The 15-hectare parcel of land opposite the temple was donated by Wollongong City Council in 2001 for the creation of this ‘‘community-enhancing educational facility’’.
Award-winning international architects Woods Bagot used the Buddhist symbol of the lotus flower as the starting point for the building’s design.
Spanning 6000 square metres, the design includes four distinct ‘‘pods’’ which Woods Bagot describe as ‘‘linked by active bridges, allowing for movement through the building to be a journey comprised of moments, destinations and thresholds’’.
NTI acting president and foundation dean Professor John Loxton said the campus was ‘‘a beautiful lotus building rising out of the wasteland’’.
The new building’s aesthetic also references some Buddhist ideals.
‘‘In keeping with the humanistic Buddhist teachings of Fo Guang Shan, the architecture avoids hierarchy, is modern, values the spaces in between, as well as providing a neutral environment devoid of excess and materialism,’’ Woods Bagot senior associate John Prentice said.

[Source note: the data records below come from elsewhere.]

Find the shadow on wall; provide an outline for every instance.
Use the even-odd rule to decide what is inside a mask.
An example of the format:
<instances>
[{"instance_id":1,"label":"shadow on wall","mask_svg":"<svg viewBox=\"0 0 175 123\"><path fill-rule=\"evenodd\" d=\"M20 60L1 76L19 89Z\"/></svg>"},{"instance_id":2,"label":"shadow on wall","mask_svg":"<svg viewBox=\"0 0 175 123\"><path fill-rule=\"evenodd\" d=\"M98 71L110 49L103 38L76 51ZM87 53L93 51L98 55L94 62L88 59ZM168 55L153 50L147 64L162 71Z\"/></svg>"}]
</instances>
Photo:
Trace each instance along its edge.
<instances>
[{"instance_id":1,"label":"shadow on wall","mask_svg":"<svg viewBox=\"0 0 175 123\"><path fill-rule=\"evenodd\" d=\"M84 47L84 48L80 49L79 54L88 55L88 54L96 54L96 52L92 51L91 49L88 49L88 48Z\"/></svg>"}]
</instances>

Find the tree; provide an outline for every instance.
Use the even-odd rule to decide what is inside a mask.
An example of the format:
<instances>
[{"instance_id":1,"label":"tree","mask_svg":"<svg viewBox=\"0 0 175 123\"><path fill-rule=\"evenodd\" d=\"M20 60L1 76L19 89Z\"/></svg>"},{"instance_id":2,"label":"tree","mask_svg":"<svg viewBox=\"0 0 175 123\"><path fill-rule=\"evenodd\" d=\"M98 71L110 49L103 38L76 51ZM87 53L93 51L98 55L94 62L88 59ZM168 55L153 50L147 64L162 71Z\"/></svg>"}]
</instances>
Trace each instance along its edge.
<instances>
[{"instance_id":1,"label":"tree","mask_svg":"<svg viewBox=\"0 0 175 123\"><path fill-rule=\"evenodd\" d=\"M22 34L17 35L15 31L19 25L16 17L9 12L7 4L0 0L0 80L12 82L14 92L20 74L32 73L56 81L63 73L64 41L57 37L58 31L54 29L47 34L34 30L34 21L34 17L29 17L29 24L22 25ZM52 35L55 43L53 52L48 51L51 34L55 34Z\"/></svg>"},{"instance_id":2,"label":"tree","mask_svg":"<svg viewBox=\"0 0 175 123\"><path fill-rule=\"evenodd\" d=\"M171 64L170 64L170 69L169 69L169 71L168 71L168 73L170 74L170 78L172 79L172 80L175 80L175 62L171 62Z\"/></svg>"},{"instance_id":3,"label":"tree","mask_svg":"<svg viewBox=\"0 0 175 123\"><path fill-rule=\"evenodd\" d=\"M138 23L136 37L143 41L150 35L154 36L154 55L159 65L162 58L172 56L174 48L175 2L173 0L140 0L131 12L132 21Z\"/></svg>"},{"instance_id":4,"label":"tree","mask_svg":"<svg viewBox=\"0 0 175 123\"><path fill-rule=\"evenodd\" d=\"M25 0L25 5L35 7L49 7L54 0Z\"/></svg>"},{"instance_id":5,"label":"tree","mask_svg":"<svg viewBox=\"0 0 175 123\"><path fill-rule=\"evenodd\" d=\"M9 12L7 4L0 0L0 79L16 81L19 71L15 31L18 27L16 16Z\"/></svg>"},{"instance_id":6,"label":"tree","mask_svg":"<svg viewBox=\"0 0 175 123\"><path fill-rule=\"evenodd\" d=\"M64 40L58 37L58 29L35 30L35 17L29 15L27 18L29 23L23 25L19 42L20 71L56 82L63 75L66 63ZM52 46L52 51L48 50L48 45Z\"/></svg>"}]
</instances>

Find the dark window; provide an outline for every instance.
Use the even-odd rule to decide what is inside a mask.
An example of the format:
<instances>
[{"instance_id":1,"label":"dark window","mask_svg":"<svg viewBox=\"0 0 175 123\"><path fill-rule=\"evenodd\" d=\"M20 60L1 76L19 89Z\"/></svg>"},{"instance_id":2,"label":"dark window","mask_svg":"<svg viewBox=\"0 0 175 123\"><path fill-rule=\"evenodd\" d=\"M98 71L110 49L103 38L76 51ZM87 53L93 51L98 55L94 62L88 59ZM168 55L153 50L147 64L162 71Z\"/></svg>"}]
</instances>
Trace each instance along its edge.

Project manager John Sullivan said the entire building was made primarily of precast concrete, and featured distinctive curved concrete walls made up of 169 precast concrete panels weighing up to 14 tonnes.
It’s the first stage of a wider education project planned by the temple and the Fo Guang Shan Buddhist order.
The new building caters for 300 students. NTI’s vision is to become the Illawarra’s second university with infrastructure catering for 3000 students.
To achieve this the next step will be a $20 million bridge over the M1 Princes Motorway, linking the temple with the institute.